Photographer Tony Maniaty is striving to display the wonder of life in his latest exhibition in what he hopes can be a step toward reversing Earth instead of contributing to its slow destruction.
Climate change and issues of global disorder have continued to grow, and Maniaty believes that showing off the beauty of our planet and life is the key to our future survival.”We’ve all become increasingly aware of how fragile the Earth is.
The more we see beauty, the more we’re inclined to appreciate it, to revere it rather than damage it. We need to open our eyes to the planet’s beauty to save it,” the photographer told Neos Kosmos.
This central notion inspired his latest exhibition titled The Planet of Possibilities, which will be shown at Kiribilli Centre Gallery in North Sydney from November 19 – December 9 and is held in conjunction with the Head On Photo Festival.It features 21 large-scale photographs the Greek-Australian took during his travels to Greece, Turkey, France, and Britain in the past two years and here in Australia.
Maniaty explained that his background in news journalism has affected his style of photography, making him focus on capturing the dynamic of the streets, daily life, and specific events.
This current project of his was highly influenced by his previous one, Our Hearts Are Still Open, wherein he captured the street life in Paris during the 2020 Covid pandemic, a once-in-a-lifetime experience that saw the French capital without tourists or traffic, the streets almost empty, and the cafes and bars closed.

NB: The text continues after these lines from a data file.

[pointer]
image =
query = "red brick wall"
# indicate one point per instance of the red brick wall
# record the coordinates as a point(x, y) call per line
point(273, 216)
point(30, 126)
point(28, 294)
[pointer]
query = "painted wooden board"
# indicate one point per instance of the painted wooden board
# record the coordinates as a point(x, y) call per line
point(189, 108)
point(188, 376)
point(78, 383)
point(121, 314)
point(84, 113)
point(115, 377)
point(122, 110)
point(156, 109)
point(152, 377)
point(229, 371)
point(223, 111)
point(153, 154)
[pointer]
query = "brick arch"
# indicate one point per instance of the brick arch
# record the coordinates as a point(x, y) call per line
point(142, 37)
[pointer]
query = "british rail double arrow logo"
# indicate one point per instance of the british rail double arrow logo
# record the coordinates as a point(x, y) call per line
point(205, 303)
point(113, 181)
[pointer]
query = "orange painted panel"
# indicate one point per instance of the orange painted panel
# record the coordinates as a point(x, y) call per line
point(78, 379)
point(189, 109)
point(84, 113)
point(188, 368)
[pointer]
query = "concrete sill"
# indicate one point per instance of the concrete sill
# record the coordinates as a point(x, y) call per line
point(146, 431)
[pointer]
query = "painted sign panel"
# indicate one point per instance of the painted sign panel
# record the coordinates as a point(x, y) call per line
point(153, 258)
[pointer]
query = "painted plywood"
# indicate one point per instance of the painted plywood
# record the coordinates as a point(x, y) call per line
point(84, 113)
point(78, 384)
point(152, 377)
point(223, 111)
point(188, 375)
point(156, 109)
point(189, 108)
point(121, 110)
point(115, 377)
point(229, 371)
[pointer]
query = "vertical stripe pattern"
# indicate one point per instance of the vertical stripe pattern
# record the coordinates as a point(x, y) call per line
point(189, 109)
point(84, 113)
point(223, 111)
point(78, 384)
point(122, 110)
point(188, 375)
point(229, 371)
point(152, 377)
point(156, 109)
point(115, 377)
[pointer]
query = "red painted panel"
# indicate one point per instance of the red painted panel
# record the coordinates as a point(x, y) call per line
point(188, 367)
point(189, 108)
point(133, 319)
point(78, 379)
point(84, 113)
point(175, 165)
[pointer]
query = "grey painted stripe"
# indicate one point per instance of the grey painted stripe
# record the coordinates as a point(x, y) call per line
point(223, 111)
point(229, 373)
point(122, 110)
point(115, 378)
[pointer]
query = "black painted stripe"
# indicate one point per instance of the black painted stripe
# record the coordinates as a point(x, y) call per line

“Out of that experience, I discovered the best images were those of quieter moments, more intimate images that reflected what millions of people worldwide were going through, reassessing what mattered in life,” Maniaty told Neos Kosmos.
“That became, if you like, a photographic turning point for me. Still working largely on the streets, I began searching for more abstract situations that were more personal, slightly off-centre.”
The photographer returned to Europe in 2022 for this project, first visiting Greece.
“I rented an apartment in a fairly rough Athenian neighbourhood for two months, and every day headed out to find those rare moments of strangeness and solitude, usually in the early morning and at night,” he said.
“You have to go looking for them; we’re too busy to recognise them, and often you wait half an hour in one place until all the elements come together to create the right atmosphere.”During the middle of the day, Maniaty embarked on a different assignment altogether, which was doing street portraits of what he calls New Athenians – either new arrivals from other countries, be they refugees or immigrants, or younger Athenians who’ve rejected the more traditional models of Greek society and are determined to forge ahead in their way.
“In a way, visually speaking, I was living and operating in two separate worlds. The street portraits were all vibrant, and the more reflective work in black-and-white,” he said.Following Greece, he went to Istanbul as well as France and Britain. While each country had its own ‘look’, the photographer retained the visual and emotional consistency he had developed for the entire exhibition.
Maniaty stated that as a journalist, he has watched economists, technologists, and politicians struggle to find solutions to the world’s problems, with the reality being that the planet is facing environmental catastrophe.For this reason, he titled his photographic series The Planet of Possibilities based on his belief that “humanity will survive only if we open our eyes to the myriad forms of beauty that exist all around us, including our complex interactions with each other, and in the possibilities that come with heightened creativity”.
“Can photography save humanity? Hardly, but it can point us in directions that may not be so obvious, towards new solutions built around our collective, creative imaginations,” the photographer said.
Many will attend the gallery on November 19, November 25, December 2, and 9. They will also deliver an illustrated lecture to discuss the exhibition on Wednesday, November 22, at 1 p.m. in Stanton Library, North Sydney.